Alors qu’est-ce-que le jeûne, quels types de jeûne existe-t-il et lequel choisir, quand jeûner, quels sont les bienfaits du jeûne, y a-t-il des contre-indications…? Nous allons répondre à toutes ces questions.

Le jeûne, qu’est-ce que c’est?

Définition

Le jeûne se définit comme la privation, partielle ou totale, imposée ou non, de l’alimentation pendant un temps donné.

Les différents types de jeûne

On distingue:

  • Le jeûne total ou complet: on ne boit que de l’eau ou tisane non sucrée (jeûne hydrique)
  • Le jeûne partiel: il y a un apport calorique minimum sous forme hydrique, comme par exemple dans la méthode Buchinger, avec des bouillons matin et soir apportant environ 200 Kcal par jour
  • Le jeûne continu: c’est-à-dire permanent, non coupé par des périodes alimentaires « normales ». Il peut être court (jeûne court) ou prolongé (au-delà de 5 jours)
  • Le jeûne intermittent: il associe sur le nycthémère une prise alimentaire normale (pendant la journée) et une période de jeûne. Il existe différentes répartitions possibles pour ces jeûnes intermittents:
  1. Intermittent Energy Restriction (IER): la restriction énergétique intermittente consiste à jeûner un jour sur deux. Cette méthode est également appelé  « Alternate Day Fasting » (ADF)
  2. Alternate Day Modified Fasting: il consiste à jeûner un ou deux jours dans la semaine (régime 5/2 ou 5/1)
  3. Time Restricted Feeding (TRF): cette alimentation en temps restreint est composée de deux périodes: une période avec alimentation normale suivie d’une période de jeûne plus longue. 3 schémas classiques sont utilisés: le 8H/16H (fenêtre alimentaire de 8 heures suivie de 16 heures de jeûne), le 6H/18H et enfin le 4H/20H.

On distingue également:

  • Le jeûne religieux (Ramadan, Carême, Achoura, Yom Kippour…)
  • Le jeûne thérapeutique

Il existe de nombreux modes de jeûne, plus ou moins restrictifs, qui peuvent parfois être associés à des exercices physiques modérés (comme de la marche), à de la prière ou de la méditation.

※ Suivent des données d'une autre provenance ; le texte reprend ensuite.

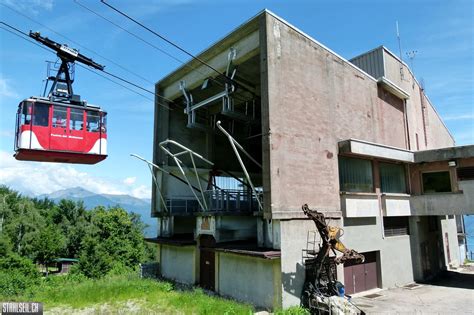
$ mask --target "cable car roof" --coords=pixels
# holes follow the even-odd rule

Le jeûne peut parfois être apparenté pour certaines personnes à une diète ou une détox.

Effets physiologiques et symptomatiques du jeûne

Au niveau physiologique

Alors que se passe-t-il exactement lorsque l’on jeûne au niveau physiologique?

  1. Lorsque vous n’apportez plus aucunes calories à votre corps, il va aller puiser dans ses réserves pour pouvoir apporter le glucose (ou sucre) nécessaire à vos organes pour fonctionner. Ces réserves sont essentiellement dans le glycogène, qui va donc être métabolisé par votre corps principalement au niveau du foie (glycogénolyse).
  2. Vos réserves en glycogène vont progressivement s’appauvrir lorsque le jeûne va se prolonger. Votre corps va donc aller puiser dans une autre réserve: la graisse (adipocytes). La lipolyse des triglycérides (ou combustion des graisses) va entraîner la libération d’acides gras, qui seront utilisés comme substrats énergétiques par certains tissus, comme les muscles ou le coeur.
  3. Lorsque vos réserves en glycogène sont à sec, votre corps va fabriquer du glucose à partir des acides aminés, compte-tenu dans les protéines notamment musculaires (d’où la fonte musculaire pendant ces périodes de jeûne): c’est la néoglucogénèse. C’est entre autre pour limiter cette fonte musculaire que certaines personnes pratiquent de la marche modérée pendant le jeûne pour entretenir les muscles.
  4. Puis s’en suit une période d’adaptation de votre corps, afin d’éviter cet hypercatabolisme musculaire et donc une fonte trop importante de vos muscles. Lors du jeûne prolongé, des corps cétoniques vont être fabriqués à partir des acides gras au niveau du foie (cétogénèse) et ils seront utilisés comme substrats énergétiques, notamment par le cerveau.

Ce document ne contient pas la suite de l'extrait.